The UK Biobank sample population

The UK Biobank is a population-based cohort of approximately 500,000 individuals aged between 40 and 69 years who were recruited between 2006 and 2010. Data from genome-wide genotyping, exome sequencing, electronic health record linkage, whole-body magnetic resonance imaging, blood and urine biomarker assays, and physical and anthropometric measurements are available. More information regarding the full measurements can be found at https://biobank.ndph.ox.ac.uk/showcase/. The UKB-PPP is a precompetitive consortium of 13 biopharmaceutical companies funding the generation of blood-based proteomic data from UK Biobank volunteer samples. This research has been conducted using the UK Biobank resource under approved application numbers 65851, 20361, 26041, 44257, 53639 and 69804. All participants provided informed consent.
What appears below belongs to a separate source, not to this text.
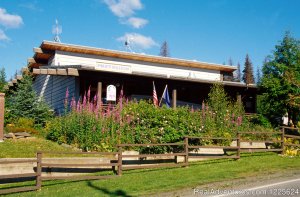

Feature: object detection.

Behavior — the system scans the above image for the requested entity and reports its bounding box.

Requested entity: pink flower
[237,116,242,126]
[87,86,91,103]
Proteomics in the UK Biobank

The UKB-PPP sample includes 54,219 UK Biobank participants and 1,474 protein analytes measured across four Olink panels (cardiometabolic, inflammation, neurology and oncology; annotation information is provided in Supplementary Table 1)²². A randomized subset of 46,595 individuals was selected from the baseline UK Biobank cohort, with 6,376 individuals selected by members of the UKB-PPP consortium and 1,268 individuals included who participated in a COVID-19 study. The randomized samples have been shown to be highly representative of the wider UK Biobank population, whereas the consortium-selected individuals were enriched for 122 diseases²². Details on sample selection for the UKB-PPP are provided in the Supplementary Note. Of 54,219 individuals who had protein data, 52,744 were available after quality control exclusions (as per ref. ²²), with 1,474 Olink protein analytes measured (annotations in Supplementary Table 1)²². The maximum sample size possible was therefore taken forward for the study. The sample is predominantly white/European (93%) but also includes individuals with Black/Black British, Asian/Asian British, Chinese, mixed, other and missing ethnic backgrounds (7%). The study by Sun et al.²² includes associations between the protein levels studied here and age, sex, lifestyle and health factors. Data collection and analysis were not performed blind to the conditions of the experiments.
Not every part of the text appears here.